On August 30, while the Michigan Court of Appeals as a whole was still debating the need for a special panel, a third Innocent Third Party case was published. State Farm Mut Auto Ins Co v Michigan Municipal Risk Management Authority, provided yet more evidence that the doctrine isn’t going away without intervention by the Michigan Supreme Court.
In State Farm, an insurance company, QBE, asked the court to dismiss the case because fraud entitled the company to rescind its policy. According to QBE, the named insurer, Gray provided false information on her original application for insurance. She stated the insured vehicle, a Cutlass, was registered in her name, when in fact it was registered to her mother, Tina Poole. QBE’s insurance policies require that the named insured be the registered owner of the vehicle. So it took the position that, had Gray provided true information about the registration of the vehicle, it would never have issued insurance in the first place.
The trial court found “as a matter of law I do not believe QBE would be entitled to claim a rescission for those mandatory benefits set forth in the No-Fault Act by statute as they relate to innocent third-parties.” On remand following the Bazzi decision, the Michigan Court of Appeals disagreed. Two judges signed an opinion reversing the trial court’s decision for precisely the reasons stated in Bazzi.
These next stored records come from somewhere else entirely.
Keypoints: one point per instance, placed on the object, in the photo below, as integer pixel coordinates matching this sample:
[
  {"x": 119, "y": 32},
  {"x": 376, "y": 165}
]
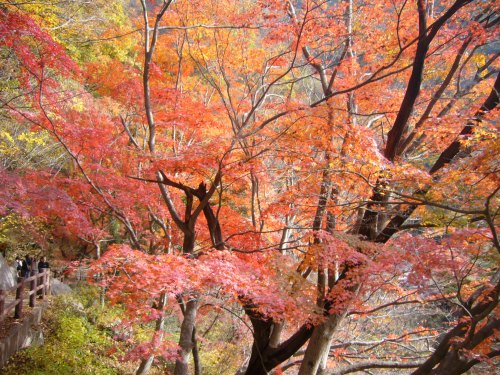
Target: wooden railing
[{"x": 38, "y": 284}]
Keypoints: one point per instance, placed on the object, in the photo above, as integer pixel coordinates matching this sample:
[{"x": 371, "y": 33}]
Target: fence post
[
  {"x": 18, "y": 313},
  {"x": 2, "y": 302},
  {"x": 33, "y": 290}
]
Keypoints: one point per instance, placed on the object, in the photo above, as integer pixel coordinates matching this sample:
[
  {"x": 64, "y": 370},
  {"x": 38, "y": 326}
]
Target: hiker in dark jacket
[{"x": 43, "y": 264}]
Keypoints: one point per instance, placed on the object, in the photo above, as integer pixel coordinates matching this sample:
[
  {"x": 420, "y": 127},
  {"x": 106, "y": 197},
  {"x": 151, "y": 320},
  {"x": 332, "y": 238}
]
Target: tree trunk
[
  {"x": 186, "y": 338},
  {"x": 146, "y": 364},
  {"x": 319, "y": 346}
]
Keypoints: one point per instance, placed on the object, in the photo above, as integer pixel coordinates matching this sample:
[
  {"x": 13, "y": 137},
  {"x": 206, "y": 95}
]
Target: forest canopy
[{"x": 263, "y": 187}]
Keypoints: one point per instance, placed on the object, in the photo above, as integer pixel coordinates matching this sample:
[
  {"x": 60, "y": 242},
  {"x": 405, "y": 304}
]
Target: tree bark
[
  {"x": 319, "y": 346},
  {"x": 145, "y": 365},
  {"x": 186, "y": 343}
]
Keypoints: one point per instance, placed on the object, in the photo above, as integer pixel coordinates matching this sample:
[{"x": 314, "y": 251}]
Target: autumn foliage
[{"x": 304, "y": 166}]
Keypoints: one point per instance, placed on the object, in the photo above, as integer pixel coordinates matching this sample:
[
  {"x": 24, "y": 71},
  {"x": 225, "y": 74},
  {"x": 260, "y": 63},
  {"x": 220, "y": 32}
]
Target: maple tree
[{"x": 307, "y": 163}]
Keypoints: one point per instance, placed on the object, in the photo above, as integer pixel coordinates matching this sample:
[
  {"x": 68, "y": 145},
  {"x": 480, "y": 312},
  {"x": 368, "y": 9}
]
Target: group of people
[{"x": 30, "y": 265}]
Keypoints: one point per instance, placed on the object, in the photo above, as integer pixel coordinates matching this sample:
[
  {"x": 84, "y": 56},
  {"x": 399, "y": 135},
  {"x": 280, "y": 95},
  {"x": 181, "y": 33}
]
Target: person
[
  {"x": 17, "y": 265},
  {"x": 43, "y": 264},
  {"x": 34, "y": 266},
  {"x": 25, "y": 269}
]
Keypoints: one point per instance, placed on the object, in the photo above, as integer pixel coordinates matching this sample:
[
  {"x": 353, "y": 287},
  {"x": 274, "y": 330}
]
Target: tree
[{"x": 307, "y": 136}]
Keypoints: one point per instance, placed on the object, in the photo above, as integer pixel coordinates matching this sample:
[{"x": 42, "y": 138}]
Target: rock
[{"x": 57, "y": 288}]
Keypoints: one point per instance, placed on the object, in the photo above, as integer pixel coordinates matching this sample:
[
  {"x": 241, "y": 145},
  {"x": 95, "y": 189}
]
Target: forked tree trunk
[{"x": 319, "y": 346}]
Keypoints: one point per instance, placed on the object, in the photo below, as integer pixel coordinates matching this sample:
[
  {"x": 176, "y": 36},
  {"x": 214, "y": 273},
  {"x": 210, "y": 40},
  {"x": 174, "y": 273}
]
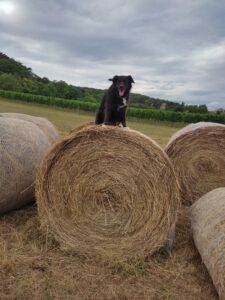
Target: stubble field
[{"x": 32, "y": 265}]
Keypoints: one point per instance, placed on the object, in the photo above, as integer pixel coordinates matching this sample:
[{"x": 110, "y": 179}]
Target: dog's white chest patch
[{"x": 124, "y": 101}]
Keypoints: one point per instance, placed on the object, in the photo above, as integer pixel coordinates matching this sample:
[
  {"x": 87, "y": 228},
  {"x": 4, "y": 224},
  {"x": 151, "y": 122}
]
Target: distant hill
[{"x": 15, "y": 76}]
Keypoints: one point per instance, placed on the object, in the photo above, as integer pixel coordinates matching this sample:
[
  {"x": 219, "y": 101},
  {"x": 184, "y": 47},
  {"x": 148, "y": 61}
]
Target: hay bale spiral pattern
[
  {"x": 108, "y": 192},
  {"x": 198, "y": 154},
  {"x": 208, "y": 224}
]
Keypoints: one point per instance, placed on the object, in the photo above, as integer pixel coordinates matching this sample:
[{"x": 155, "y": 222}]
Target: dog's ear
[
  {"x": 114, "y": 79},
  {"x": 131, "y": 79}
]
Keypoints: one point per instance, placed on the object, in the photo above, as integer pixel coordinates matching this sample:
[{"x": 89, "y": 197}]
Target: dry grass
[
  {"x": 22, "y": 147},
  {"x": 208, "y": 222},
  {"x": 32, "y": 266},
  {"x": 108, "y": 192},
  {"x": 198, "y": 154}
]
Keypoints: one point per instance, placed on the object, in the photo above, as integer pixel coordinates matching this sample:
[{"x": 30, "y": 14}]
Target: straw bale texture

Those judges stated:
“Further, we agree with the Bazzi panel that the public policy concerns engendered by the abrogation of the “innocent third-party rule” are more appropriately considered by the Legislature, not this Court.
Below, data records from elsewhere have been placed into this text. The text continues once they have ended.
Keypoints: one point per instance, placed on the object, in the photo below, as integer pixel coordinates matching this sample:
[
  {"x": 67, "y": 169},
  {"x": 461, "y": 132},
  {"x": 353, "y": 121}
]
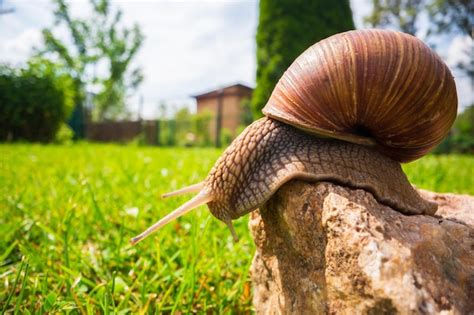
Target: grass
[{"x": 67, "y": 213}]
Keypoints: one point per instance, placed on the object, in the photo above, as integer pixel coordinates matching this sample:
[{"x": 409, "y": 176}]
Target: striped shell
[{"x": 373, "y": 87}]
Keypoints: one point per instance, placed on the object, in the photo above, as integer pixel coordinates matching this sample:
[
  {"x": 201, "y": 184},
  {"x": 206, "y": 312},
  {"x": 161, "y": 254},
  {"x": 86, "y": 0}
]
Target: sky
[{"x": 190, "y": 46}]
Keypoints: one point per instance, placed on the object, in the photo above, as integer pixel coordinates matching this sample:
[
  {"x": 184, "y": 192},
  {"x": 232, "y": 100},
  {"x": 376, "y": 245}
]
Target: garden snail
[{"x": 348, "y": 110}]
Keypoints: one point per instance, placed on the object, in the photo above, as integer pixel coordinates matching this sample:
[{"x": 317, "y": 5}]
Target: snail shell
[
  {"x": 382, "y": 89},
  {"x": 373, "y": 87}
]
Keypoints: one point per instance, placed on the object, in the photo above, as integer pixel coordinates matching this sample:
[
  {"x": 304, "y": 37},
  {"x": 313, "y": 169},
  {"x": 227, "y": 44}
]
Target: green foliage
[
  {"x": 34, "y": 101},
  {"x": 461, "y": 137},
  {"x": 98, "y": 39},
  {"x": 226, "y": 137},
  {"x": 286, "y": 28},
  {"x": 202, "y": 123},
  {"x": 70, "y": 210},
  {"x": 400, "y": 14},
  {"x": 64, "y": 135},
  {"x": 446, "y": 17}
]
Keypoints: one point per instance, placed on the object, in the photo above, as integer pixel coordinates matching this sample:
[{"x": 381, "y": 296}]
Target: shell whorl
[{"x": 376, "y": 87}]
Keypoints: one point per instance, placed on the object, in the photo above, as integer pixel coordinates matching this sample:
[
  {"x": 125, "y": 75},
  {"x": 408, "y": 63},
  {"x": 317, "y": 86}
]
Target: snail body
[{"x": 348, "y": 110}]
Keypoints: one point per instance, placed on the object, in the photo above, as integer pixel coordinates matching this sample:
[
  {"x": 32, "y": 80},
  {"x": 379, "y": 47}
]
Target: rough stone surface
[{"x": 322, "y": 248}]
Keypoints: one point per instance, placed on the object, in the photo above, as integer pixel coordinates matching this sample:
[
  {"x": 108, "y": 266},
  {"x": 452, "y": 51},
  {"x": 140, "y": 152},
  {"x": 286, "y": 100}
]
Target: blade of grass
[{"x": 14, "y": 287}]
But Judge William B. Murphy wrote separately to side with the panel in Southeast, stating that the Michigan No-Fault Act did prohibit insurance companies from using fraud defenses against innocent third parties. Judge Murphy noted that Bazzi relied on Titan, which itself expressly restricts the ability of auto insurers to rescind contracts “in relation to statutorily-mandated insurance coverage and benefits.”
The court in Titan stated:
“Should Titan prevail on its assertion of actionable fraud, it may avail itself of a traditional legal or equitable remedy to avoid liability under the insurance policy, notwithstanding that the fraud may have been easily ascertainable.
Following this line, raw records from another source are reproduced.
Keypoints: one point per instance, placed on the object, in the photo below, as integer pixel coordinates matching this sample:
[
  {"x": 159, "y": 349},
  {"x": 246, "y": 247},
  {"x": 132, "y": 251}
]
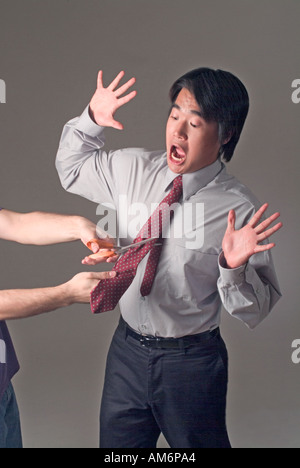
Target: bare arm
[
  {"x": 16, "y": 304},
  {"x": 44, "y": 228}
]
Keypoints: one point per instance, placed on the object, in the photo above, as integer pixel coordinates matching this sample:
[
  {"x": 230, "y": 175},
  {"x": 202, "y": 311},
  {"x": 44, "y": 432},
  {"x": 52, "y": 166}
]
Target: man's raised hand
[
  {"x": 240, "y": 245},
  {"x": 106, "y": 101}
]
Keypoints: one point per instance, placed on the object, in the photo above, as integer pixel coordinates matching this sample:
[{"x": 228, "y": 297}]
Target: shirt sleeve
[
  {"x": 250, "y": 292},
  {"x": 84, "y": 168}
]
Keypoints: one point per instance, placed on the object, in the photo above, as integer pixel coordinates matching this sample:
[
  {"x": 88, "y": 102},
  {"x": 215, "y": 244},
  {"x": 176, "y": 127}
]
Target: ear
[{"x": 227, "y": 140}]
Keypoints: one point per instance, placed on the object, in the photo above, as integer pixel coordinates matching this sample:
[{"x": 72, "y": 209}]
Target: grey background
[{"x": 50, "y": 53}]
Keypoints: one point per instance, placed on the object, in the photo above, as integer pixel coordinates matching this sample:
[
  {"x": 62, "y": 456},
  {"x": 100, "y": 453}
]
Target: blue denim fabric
[{"x": 10, "y": 427}]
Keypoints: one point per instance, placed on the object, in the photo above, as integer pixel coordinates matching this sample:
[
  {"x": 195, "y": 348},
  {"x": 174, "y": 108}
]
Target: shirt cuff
[
  {"x": 231, "y": 275},
  {"x": 86, "y": 125}
]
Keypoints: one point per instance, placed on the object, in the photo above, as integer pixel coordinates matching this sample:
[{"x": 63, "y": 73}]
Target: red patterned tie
[{"x": 108, "y": 292}]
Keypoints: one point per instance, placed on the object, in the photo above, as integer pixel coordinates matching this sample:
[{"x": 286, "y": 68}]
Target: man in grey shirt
[{"x": 167, "y": 366}]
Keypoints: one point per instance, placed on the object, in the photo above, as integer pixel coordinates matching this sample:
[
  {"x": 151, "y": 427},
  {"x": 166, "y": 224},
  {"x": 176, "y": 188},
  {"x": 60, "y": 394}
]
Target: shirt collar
[{"x": 195, "y": 181}]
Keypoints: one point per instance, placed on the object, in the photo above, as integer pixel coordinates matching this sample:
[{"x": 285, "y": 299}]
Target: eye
[{"x": 195, "y": 124}]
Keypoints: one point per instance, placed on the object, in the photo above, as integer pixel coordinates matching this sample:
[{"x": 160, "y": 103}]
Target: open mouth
[{"x": 177, "y": 155}]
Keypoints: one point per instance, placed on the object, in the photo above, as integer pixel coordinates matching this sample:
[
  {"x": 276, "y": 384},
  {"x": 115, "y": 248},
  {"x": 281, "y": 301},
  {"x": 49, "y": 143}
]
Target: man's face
[{"x": 192, "y": 143}]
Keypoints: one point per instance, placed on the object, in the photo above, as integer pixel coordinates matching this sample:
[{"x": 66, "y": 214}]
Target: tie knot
[{"x": 177, "y": 185}]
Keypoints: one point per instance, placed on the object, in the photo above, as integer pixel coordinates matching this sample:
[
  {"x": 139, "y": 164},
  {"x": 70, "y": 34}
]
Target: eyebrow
[{"x": 194, "y": 112}]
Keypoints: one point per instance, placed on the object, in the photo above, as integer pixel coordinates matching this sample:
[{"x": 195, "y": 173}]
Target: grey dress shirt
[{"x": 191, "y": 283}]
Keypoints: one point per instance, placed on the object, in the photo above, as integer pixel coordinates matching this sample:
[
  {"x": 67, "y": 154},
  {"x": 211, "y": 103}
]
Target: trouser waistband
[{"x": 155, "y": 342}]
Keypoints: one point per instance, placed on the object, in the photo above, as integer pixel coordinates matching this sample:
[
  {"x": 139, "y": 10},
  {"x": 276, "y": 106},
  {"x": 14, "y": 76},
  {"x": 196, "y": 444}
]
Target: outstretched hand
[
  {"x": 106, "y": 101},
  {"x": 240, "y": 245}
]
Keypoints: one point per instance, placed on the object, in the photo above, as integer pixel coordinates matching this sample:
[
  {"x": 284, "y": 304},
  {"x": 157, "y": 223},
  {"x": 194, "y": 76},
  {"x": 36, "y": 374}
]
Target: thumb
[
  {"x": 231, "y": 221},
  {"x": 117, "y": 125}
]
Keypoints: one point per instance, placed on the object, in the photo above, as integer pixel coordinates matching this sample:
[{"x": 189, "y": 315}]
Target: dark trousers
[{"x": 178, "y": 392}]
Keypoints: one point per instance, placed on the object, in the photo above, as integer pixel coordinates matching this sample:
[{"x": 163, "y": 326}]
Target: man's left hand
[{"x": 240, "y": 245}]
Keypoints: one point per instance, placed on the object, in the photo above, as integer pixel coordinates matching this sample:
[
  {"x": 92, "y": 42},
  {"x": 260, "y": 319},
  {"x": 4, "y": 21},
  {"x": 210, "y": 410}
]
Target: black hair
[{"x": 222, "y": 98}]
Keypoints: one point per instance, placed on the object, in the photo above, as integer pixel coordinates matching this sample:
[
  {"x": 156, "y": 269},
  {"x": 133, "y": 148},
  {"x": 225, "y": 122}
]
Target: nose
[{"x": 180, "y": 131}]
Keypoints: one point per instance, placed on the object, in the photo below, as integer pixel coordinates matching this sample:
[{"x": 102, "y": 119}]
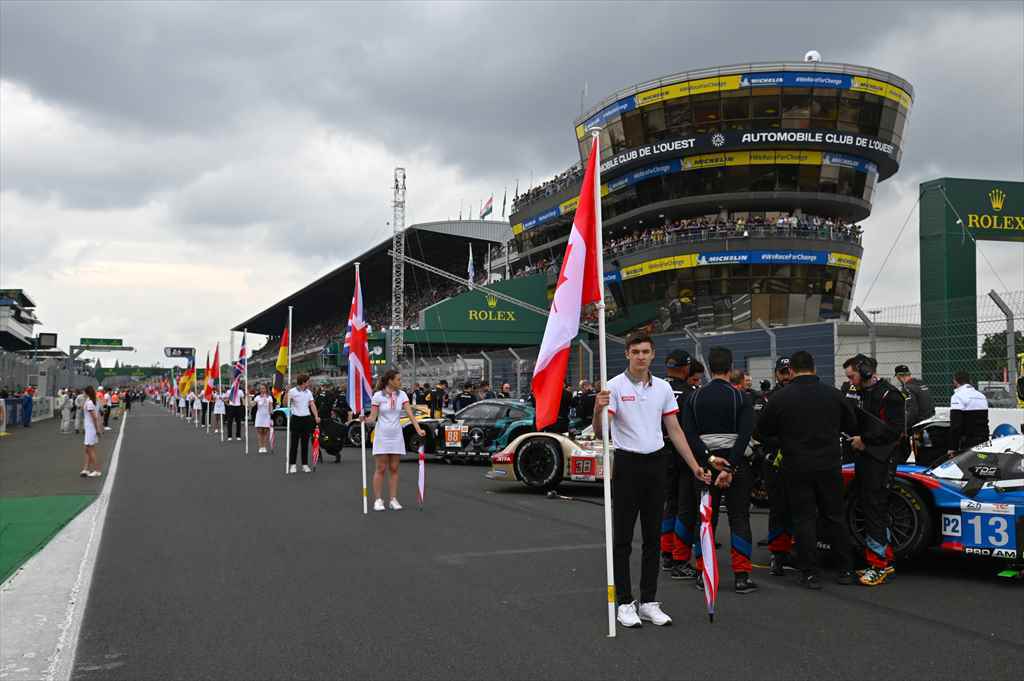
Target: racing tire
[
  {"x": 910, "y": 520},
  {"x": 539, "y": 464}
]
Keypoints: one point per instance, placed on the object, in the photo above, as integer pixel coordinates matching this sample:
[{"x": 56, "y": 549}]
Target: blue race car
[{"x": 971, "y": 504}]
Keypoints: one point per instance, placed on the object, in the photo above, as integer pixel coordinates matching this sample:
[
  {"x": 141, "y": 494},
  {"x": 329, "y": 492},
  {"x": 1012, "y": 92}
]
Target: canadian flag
[{"x": 578, "y": 285}]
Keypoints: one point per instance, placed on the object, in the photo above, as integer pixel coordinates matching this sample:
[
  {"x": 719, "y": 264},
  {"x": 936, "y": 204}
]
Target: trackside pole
[
  {"x": 245, "y": 396},
  {"x": 603, "y": 364},
  {"x": 288, "y": 383}
]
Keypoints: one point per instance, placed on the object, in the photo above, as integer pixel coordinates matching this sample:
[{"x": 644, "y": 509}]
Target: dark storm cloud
[{"x": 489, "y": 88}]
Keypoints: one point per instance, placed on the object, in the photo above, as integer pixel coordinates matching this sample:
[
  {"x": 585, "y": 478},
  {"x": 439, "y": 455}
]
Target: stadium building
[{"x": 729, "y": 195}]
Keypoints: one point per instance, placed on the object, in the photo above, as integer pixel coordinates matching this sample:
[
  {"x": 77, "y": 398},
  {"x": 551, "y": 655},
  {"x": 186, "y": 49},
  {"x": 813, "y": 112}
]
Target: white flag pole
[
  {"x": 603, "y": 364},
  {"x": 245, "y": 395},
  {"x": 288, "y": 384}
]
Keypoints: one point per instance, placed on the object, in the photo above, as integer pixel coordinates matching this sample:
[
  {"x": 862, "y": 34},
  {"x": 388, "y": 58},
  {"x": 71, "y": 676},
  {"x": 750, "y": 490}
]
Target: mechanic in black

However, as discussed earlier in this opinion, the remedies available to Titan may be limited by statute.”
Immediately thereafter, the Titan decision included a footnote:
“For example, MCL 500.3009(1) provides the policy coverage minimums for all motor vehicle liability insurance policies.”
Judge Murphy wrote:
“[F]ootnote 17 in Titan makes abundantly clear that the mandatory liability minimums are to be paid by the insurer under the policy despite any fraud.”
That includes First Party benefits under the Innocent Third Party doctrine. Since these claims pertain to mandatory coverage, fraud by the policy holder does not, in Judge Murphy’s mind, open the door from a common law fraud defense by the insurance company.
With judges writing and publishing so aggressively on both sides of the Innocent Third Party debate, it is only a matter of time before the Michigan Supreme Court takes up the issue. In the meantime, auto accident attorneys representing innocent third parties are going to have to keep a close eye on the courts, and do a bit of extra work to protect their clients’ claims.